Le deuxième constat porte sur le sens que les parties donnent au terme « dénucléarisation », particulièrement dans le contexte de la Corée. C’est le cœur de la négociation. À Washington, le terme réfère au programme nord-coréen. À Pyongyang, les dirigeants estiment, et on peut difficilement le leur reprocher, que la dénucléarisation doit aussi recouvrir la présence des armes conventionnelles et nucléaires américaines en Corée du Sud.

Le troisième constat concerne la réintégration de la Corée du Nord dans la communauté internationale. Le royaume « ermite », comme on le surnomme depuis longtemps, est en marge du formidable développement économique de l’Asie. Kim Jong-un en est bien conscient, au point où, selon une grande enquête publiée récemment dans le Wall Street Journal, il ferme les yeux sur le développement d’un secteur capitaliste informel et prépare son pays à l’ouverture. Et Trump lui a fait miroiter une transformation de son économie si les deux pays parvenaient à un accord.

Le traitement de la question nord-coréenne suit le modèle établi par les négociations précédentes sur un sujet aussi délicat.

Après une vingtaine d’années de négociations plus ou moins infructueuses, le sommet de l’an dernier à Singapour a lancé une nouvelle dynamique. Il a permis d’établir un premier contact entre les deux chefs d’État et de forger un lien de confiance.

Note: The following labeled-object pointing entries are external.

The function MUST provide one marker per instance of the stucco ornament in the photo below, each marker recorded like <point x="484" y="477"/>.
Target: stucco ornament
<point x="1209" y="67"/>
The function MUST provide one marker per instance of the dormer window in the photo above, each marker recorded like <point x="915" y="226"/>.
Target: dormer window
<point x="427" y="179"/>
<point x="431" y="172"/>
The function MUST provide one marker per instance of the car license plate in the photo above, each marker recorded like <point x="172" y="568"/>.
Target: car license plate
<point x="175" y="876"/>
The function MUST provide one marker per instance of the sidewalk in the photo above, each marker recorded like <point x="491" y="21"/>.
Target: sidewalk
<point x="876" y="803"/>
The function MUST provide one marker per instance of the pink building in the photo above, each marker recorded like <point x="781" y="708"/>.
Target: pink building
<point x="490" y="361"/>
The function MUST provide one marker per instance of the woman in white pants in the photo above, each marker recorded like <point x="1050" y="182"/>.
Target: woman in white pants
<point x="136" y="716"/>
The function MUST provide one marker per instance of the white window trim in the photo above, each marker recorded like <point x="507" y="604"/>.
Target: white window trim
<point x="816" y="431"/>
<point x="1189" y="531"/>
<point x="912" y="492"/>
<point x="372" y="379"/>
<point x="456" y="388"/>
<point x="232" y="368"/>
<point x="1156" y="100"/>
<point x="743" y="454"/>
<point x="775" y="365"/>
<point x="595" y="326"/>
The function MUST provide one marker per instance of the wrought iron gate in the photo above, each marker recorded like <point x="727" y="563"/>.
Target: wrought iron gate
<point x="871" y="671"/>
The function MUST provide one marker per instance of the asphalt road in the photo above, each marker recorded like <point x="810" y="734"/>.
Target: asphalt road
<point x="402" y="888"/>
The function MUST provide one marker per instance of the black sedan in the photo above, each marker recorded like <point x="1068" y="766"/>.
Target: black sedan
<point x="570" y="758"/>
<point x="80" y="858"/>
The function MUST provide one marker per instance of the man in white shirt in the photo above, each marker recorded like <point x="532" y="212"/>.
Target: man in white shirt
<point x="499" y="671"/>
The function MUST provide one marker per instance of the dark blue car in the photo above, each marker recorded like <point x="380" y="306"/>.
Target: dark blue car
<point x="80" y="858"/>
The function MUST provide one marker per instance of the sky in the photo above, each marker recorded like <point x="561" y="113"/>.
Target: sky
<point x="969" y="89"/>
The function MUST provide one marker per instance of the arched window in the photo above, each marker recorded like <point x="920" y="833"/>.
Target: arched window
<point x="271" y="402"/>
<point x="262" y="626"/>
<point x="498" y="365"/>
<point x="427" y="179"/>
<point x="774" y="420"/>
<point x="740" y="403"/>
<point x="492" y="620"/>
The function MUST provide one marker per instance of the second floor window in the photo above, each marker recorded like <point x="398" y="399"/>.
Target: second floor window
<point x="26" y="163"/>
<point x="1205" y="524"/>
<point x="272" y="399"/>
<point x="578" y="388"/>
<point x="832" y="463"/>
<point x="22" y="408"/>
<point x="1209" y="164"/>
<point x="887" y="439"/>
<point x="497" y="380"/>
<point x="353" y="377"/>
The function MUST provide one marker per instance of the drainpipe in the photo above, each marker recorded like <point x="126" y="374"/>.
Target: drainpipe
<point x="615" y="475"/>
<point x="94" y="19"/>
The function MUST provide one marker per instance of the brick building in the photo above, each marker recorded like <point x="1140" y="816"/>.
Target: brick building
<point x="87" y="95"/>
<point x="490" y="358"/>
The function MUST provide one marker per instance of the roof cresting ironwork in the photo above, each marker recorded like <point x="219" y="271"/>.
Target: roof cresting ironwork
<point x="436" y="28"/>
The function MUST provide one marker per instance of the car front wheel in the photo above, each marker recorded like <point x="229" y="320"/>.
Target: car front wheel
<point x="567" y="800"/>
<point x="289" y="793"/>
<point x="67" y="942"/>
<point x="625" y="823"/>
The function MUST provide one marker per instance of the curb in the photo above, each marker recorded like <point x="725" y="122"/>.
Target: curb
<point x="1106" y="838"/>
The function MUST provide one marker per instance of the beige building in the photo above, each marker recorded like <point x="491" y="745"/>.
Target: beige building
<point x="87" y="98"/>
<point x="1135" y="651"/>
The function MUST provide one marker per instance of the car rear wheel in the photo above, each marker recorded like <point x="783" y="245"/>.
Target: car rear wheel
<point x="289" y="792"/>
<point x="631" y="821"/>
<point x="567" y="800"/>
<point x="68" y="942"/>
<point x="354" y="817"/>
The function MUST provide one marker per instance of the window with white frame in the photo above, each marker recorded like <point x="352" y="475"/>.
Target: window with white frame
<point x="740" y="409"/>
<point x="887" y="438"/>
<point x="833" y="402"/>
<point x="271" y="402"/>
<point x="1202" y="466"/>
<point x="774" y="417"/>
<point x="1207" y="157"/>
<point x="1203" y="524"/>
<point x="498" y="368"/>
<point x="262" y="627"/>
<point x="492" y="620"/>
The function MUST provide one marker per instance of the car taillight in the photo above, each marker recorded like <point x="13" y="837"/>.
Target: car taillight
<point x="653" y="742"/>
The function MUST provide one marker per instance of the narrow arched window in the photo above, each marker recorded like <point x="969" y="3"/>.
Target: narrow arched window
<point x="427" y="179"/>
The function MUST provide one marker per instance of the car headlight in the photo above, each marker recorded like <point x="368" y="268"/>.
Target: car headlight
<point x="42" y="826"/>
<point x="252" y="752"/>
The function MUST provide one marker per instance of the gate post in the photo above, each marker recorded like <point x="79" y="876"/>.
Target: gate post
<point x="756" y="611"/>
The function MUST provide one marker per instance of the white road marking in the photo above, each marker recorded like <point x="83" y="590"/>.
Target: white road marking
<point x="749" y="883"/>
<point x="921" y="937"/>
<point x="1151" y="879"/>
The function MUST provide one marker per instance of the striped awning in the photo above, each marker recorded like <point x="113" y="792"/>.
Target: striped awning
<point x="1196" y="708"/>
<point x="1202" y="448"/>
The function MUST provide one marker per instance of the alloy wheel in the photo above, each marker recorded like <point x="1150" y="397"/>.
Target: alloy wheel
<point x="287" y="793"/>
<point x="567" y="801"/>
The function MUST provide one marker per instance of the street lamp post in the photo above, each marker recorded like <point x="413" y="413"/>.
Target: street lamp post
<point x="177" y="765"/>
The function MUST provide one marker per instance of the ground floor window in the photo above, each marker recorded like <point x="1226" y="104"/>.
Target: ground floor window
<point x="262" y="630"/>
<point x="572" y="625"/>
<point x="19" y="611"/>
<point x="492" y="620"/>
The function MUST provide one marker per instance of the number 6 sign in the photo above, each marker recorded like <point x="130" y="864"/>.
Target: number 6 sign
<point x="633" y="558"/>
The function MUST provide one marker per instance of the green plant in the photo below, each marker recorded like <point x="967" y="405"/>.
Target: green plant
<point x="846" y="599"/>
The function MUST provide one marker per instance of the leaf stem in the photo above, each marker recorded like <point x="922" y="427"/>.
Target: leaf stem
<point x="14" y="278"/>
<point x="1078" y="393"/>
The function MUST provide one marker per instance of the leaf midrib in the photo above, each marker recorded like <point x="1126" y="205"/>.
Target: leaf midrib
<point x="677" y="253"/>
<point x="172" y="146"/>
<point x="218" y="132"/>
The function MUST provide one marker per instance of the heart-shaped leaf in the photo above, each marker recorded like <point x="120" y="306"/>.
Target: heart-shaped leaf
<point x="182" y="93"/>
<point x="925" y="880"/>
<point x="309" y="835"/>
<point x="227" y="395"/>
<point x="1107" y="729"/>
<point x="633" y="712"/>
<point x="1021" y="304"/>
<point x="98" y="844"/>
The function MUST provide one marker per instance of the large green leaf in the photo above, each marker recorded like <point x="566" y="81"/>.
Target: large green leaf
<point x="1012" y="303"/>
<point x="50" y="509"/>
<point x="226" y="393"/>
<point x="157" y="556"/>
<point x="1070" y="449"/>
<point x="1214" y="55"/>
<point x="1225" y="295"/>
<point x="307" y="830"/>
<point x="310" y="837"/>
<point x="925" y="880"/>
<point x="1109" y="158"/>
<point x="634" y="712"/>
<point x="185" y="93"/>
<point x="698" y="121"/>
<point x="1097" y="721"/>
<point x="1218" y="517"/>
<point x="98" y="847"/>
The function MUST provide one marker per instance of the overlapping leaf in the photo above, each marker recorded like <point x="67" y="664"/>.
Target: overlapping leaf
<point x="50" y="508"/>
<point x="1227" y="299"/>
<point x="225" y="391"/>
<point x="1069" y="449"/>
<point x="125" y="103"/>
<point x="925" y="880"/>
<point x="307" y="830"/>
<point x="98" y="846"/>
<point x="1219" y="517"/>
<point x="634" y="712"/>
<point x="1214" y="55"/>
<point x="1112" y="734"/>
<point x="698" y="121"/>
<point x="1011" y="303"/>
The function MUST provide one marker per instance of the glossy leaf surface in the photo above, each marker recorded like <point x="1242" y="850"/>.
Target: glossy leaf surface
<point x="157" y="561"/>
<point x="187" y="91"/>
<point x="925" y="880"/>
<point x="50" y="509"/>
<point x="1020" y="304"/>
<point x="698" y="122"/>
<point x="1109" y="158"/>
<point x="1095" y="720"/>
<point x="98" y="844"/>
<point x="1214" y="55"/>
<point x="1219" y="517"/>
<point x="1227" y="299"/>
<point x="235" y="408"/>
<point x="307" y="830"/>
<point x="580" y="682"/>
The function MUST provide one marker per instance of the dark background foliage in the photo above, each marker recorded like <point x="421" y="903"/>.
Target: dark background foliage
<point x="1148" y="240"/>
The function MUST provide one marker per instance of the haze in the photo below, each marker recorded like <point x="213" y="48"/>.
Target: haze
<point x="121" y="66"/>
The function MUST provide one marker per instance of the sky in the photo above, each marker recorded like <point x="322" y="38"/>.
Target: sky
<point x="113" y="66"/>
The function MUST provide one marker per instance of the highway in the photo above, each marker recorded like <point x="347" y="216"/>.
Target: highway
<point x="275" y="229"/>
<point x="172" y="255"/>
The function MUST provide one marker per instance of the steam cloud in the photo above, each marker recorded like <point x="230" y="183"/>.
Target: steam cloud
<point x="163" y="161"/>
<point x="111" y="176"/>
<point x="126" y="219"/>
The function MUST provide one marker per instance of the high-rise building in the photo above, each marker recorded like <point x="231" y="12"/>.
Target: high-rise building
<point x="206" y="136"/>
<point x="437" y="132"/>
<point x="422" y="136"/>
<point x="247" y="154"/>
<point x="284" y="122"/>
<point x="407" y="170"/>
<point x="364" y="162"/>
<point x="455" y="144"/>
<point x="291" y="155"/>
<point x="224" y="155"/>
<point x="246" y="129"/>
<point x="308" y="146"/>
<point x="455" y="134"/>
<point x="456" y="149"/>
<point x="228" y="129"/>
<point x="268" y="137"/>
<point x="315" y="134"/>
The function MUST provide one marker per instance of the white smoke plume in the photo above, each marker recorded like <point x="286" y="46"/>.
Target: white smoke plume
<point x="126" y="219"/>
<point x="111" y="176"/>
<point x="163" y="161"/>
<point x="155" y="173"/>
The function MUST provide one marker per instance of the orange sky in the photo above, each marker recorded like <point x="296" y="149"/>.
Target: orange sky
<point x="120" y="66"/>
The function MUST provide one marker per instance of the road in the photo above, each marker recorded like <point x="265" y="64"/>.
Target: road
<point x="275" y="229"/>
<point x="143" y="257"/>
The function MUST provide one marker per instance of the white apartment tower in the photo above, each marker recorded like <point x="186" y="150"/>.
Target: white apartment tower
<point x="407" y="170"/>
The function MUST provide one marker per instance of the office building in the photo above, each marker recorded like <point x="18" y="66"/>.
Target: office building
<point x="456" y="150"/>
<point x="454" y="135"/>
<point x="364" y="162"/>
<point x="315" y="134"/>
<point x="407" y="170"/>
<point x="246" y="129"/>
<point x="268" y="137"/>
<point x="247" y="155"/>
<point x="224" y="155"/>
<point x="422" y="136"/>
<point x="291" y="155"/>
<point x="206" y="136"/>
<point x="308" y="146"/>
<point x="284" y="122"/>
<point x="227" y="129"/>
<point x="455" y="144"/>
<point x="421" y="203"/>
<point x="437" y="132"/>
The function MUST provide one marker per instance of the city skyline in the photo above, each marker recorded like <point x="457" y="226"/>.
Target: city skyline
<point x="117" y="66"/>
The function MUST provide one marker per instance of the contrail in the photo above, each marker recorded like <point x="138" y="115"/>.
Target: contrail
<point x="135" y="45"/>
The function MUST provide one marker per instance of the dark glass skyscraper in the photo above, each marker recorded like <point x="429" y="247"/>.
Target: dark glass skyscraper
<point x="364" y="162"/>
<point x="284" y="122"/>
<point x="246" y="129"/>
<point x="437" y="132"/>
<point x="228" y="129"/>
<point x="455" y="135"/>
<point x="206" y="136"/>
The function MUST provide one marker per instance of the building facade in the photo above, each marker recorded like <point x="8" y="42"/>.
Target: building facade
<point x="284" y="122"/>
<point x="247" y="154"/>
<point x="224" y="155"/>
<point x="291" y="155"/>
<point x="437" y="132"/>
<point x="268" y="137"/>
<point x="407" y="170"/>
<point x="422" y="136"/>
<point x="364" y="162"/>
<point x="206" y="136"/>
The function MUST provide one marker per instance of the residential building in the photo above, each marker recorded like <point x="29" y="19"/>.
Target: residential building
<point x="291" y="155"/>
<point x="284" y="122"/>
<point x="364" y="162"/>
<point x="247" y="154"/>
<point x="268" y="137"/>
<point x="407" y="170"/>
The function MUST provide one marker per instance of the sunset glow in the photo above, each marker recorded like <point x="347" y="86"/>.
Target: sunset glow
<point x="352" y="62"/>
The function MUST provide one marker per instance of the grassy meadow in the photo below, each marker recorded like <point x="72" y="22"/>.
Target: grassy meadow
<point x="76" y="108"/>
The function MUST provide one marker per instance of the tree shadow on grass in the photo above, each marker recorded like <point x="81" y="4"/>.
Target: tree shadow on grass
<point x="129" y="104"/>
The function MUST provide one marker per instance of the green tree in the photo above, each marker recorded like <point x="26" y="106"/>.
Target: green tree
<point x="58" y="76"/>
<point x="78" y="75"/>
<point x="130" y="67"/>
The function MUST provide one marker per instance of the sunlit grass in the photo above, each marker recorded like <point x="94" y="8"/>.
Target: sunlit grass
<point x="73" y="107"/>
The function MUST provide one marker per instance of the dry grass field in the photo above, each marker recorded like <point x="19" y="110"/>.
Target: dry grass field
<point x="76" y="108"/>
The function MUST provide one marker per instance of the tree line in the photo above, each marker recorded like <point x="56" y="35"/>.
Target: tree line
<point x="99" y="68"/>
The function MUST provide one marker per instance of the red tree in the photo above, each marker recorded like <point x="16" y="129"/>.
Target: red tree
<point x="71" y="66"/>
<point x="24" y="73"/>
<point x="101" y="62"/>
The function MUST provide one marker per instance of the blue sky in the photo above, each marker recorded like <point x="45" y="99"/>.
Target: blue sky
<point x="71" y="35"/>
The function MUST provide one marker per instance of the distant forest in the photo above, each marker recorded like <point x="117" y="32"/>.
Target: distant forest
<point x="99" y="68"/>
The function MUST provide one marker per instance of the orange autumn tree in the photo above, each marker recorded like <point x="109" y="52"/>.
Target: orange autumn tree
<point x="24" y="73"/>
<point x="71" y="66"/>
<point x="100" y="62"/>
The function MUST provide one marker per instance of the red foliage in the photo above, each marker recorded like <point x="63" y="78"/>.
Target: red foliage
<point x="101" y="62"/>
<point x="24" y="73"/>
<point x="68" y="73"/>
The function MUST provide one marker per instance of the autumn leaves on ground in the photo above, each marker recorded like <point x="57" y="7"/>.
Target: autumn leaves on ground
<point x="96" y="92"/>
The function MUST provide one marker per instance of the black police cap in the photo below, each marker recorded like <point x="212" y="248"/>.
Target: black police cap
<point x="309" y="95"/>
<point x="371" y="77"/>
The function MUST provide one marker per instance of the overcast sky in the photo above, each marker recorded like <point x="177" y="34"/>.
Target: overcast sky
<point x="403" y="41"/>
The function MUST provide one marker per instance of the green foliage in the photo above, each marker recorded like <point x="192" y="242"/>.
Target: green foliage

Trump a traité son homologue en égal. En retour, Kim a tenu ses engagements sur son programme nucléaire. Il est faux de dire qu’il n’y a pas eu de progrès depuis cette rencontre.

La semaine dernière, dans le Washington Post, un ancien directeur des laboratoires de Los Alamos, où des recherches ont lieu sur le développement des armes nucléaires américaines, et deux autres spécialistes ont été formels. L’examen de la documentation écrite et satellitaire les ont convaincus que depuis l’an dernier, « la Corée du Nord avait, dans les faits, interrompu d’importants éléments de son programme nucléaire, réduisant ainsi la menace représentée par ce qui était un programme en rapide expansion en 2017 ».

Plus précisément, la Corée du Nord « a ralenti le rythme du développement de son armement et de ses vecteurs nucléaires (conception, fabrication et mise à l’essai) et limité le degré de complexité et la portée de son arsenal », écrivent-ils. En quittant Hanoï hier, Kim a confirmé qu’il poursuivrait dans la même direction.

Même si la barre n’avait pas été placée très haut pour le sommet de Hanoï, on s’attendait à quelques résultats. Ainsi, l’entourage du président américain avait laissé savoir que l’ouverture d’un bureau de représentation américaine à Pyongyang (et inversement) aurait pu être annoncée. Ou que les deux dirigeants auraient pu proclamer officiellement la fin de l’état de guerre entre leurs deux pays. Il n’en a rien été, et certains observateurs sont déçus. Qu’ils prennent leur mal en patience.

Pour une fois, Trump a raison : mieux vaut aucun accord qu’un accord bâclé, surtout dans ce domaine. Le dialogue va se poursuivre, les équipes vont se retrouver afin d’affiner leurs positions et trouver un terrain d’entente pour certaines d’entre elles. Et il pourrait y avoir un autre sommet.